Split Radix Fast Fourier Transform (SRFFT) is an efficient technique to design FFT processor, which consumes 
less dynamic power. The SRFFT algorithm is improved method of Fast Fourier Transform (FFT), which 
provides faster computation among various FFT algorithms. SRFFT Technique has modified architecture of 
FFT processor in such a way that it has least number of arithmetic operations to perform the same computation. 
In proposed methodology the approximate arithmetic circuits are used rather than accurate arithmetic circuits to 
perform FFT computation.
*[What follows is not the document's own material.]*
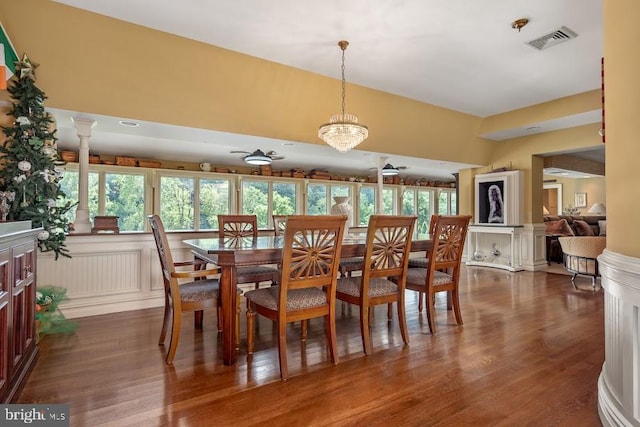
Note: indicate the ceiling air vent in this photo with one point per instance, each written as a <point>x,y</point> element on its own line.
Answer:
<point>553,38</point>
Use of approximate circuits reduces the design complexity and also increases the 
performance interms of power consumption and area requirement. Generally the number of arithmetic 
operations such as multiplications and additions decides the computational complexity of the algorithm. 
Approximate circuits avoids use of many XOR gates, which results in faster computation and reduced logic gate 
count. This brief gives a comparative analysis of various hardware components such as FlipFlops, Look Up 
Tables (LUTs) used in both existing and proposed design. 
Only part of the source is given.